Animals gone wild
In honor of Valentine's Day, we take a look at some of the more mesmerizing mating habits of wild animals. Slug orgies, anyone?
Tue, Feb 10, 2009 at 05:38 AM
Ah, those amusing dating rituals. Will a sexy manicure attract a partner? Exotic perfume? Shiny new bling in a great house?
Those clever tricks aren't just for homo sapiens. The animal world is filled with creativity and lust in the love department. "When we go out and buy flowers, and chocolate, or a sappy card, it's really no different than a male bowerbird getting pretty objects for a nest to impress a female," says David Mizejewski, a naturalist with the National Wildlife Federation.
"When guys get all testosterone-y ... it's the same as a bull elephant," he adds. "We're not as far removed from animals as we would like to think."
In some species, the dating formula is simple. The biggest, meanest male rules. Big as in male elephant seals, which can reach 16 feet and 6,000 pounds. The bulls fight with each other until there's one "winner," who mates with any female he wants. Deer, monkeys and baboons follow similar patterns.
Other creatures are more subtle, and less sexist. "As a general rule, females have a lot more choice," says Mizejewski. "Males have to do these ritual displays, and the female gets to pick," he said.
Girls rule among painted turtles. The boys have long front claws. To show off to a female they fancy, the guy turtle will swim around and wave his claw in her face. If she’s ready to mate, it’s a date. But if she’s not moved by his manicure, she simply swims away. Mizejewski said it’s sort of like what a teenaged girl might do to a nerdy guy, communicating in no uncertain terms, "Get away from me, you annoying thing!"
And take those bowerbirds. Males are skilled carpenters and interior decorators. They could star in their pick of Do-It-Yourself cable shows. The male builds a stick structure known as a bower. Then he gathers some bling — shells, feathers, flowers, even human castoffs like string or plastic.

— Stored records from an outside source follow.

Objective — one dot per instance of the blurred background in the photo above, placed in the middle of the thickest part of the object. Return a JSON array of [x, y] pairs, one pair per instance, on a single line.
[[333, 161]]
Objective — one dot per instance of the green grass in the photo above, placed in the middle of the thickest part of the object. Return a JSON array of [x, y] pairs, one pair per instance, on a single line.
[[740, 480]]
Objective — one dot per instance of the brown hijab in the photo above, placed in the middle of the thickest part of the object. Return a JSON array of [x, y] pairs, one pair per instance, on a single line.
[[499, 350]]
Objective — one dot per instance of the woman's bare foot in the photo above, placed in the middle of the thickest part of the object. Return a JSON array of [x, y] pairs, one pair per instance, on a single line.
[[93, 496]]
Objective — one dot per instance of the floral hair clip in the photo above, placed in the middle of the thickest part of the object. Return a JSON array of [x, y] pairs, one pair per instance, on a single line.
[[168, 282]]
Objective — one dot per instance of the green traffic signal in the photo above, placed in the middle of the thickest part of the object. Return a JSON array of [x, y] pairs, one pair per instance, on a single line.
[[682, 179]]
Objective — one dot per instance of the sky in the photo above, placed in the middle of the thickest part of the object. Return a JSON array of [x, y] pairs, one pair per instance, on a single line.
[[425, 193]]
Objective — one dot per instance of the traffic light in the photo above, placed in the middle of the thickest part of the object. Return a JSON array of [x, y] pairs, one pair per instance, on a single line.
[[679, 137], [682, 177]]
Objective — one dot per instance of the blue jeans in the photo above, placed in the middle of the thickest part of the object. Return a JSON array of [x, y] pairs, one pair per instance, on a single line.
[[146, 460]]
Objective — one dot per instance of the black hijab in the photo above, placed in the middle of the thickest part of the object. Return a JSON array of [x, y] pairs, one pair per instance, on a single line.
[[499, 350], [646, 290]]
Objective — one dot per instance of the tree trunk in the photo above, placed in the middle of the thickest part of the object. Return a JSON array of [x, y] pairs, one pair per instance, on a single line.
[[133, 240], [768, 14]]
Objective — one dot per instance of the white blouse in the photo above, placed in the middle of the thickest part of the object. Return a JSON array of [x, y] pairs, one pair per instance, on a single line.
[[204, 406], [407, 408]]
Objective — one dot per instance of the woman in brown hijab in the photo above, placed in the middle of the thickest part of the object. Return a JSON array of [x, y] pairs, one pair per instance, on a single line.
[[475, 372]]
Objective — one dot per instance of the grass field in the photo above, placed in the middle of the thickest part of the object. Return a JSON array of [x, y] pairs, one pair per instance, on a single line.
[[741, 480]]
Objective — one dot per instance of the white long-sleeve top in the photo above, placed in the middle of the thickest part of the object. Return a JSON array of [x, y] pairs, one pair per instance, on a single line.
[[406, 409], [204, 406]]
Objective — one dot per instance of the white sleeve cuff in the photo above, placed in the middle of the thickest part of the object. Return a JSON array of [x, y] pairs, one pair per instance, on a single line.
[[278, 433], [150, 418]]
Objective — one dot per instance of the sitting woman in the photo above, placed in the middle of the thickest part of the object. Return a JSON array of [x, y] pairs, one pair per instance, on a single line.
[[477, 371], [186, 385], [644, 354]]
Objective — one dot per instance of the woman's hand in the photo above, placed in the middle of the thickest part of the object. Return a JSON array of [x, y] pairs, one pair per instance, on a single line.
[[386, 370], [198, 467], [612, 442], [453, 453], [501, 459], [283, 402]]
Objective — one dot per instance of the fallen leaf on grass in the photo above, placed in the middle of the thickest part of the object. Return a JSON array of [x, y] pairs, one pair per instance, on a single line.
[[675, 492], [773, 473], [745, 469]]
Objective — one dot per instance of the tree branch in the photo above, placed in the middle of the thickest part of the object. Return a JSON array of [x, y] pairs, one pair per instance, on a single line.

Then, like a buyer scouting out a subdivision, the female gets to say, "I'll take that one!"
And pity the hard-working house wren. Males travel north in the spring, weeks before females, to stake out territory and build as many nests as possible. The idea, explains Mizejewski, is to show the female "I can build the most nests, I'm the best provider, mate with me." However, once he gets the girl, she usually rips apart the bachelor pad, and builds it from scratch, her way.
Whether it's brains or brawn, mating is based on survival of the fittest. Individuals that can pass on the best genes for strength, speed, and ingenuity have the best chances of having healthy offspring. Sea slugs may have heard that Woody Allen quote about bisexuality: "It immediately doubles your chances for a date on Saturday night."
"Some animals can be both sexes at once so they are never lonely on Valentine’s Day," says Mizejewski. "They have orgies, these big masses of slugs," he said. It’s not a promiscuity thing, just a good survival strategy.
Australian cuttlefish can’t actually change their sex. But males took a page from Tony Curtis and Jack Lemmon in "Some Like it Hot": Sometimes dressing in drag can get you passed the bad guys. A male can change his shape and color to mimic a female. These gelatinous animals, similar to squid and octopi, can be phosphorescent, they can have zig zags -- long enough to swim past the dominant male. Once in safe territory, he switches colors so the females know he’s really a guy. So let the cuttlefish cuddling begin.
"Most females are more than happy to mate with a male that is more clever than strong," says Mizejewski.
And guys, if you think it’s a chore buying flowers and watching a chick flick on Valentine's Day, it could be worse. You could be a moth. Female moths exude an odor, a pheromone irresistible to males. Bola spiders have learned to mimic that smell. When an enamored male moth shows up, the crafty female spider ... eats him.